Preterm birth represents an important perinatal health problem across the globe, not only in terms of associated mortality rates but also with regard to short- and long-term morbidity and financial costs. In the Unites States, the preterm birth rate reached its peak in 2006 (12.8%). However, despite a gradual decline for the seventh straight year in 2013 (11.4%), the United States ranks as 1 of the top 10 countries in the world with the highest number of preterm births. In the United States, premature birth accounts for nearly 35% of deaths in the first year of life at an estimated annual cost that exceeds $26 billion. In addition, preterm birth contributes to substantial neurobehavioral impairment.

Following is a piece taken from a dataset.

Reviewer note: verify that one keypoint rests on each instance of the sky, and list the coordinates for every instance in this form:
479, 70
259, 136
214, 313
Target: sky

Major recent progress has been made toward the early diagnosis, prediction, and prevention of spontaneous preterm birth. However, the mainstay of therapy for the treatment of acute preterm labor continues to be the employment of pharmacologic agents with the aim of arrest of or decrease of uterine contractility and thereby delaying preterm birth. Although tocolytic agents have been shown to delay delivery for 48 hours to 7 days, their use has not led to an improvement in neonatal outcomes. Nonetheless, this short prolongation of pregnancy allows for the maternal transfer to a tertiary center and the administration of corticosteroids to enhance fetal lung maturity.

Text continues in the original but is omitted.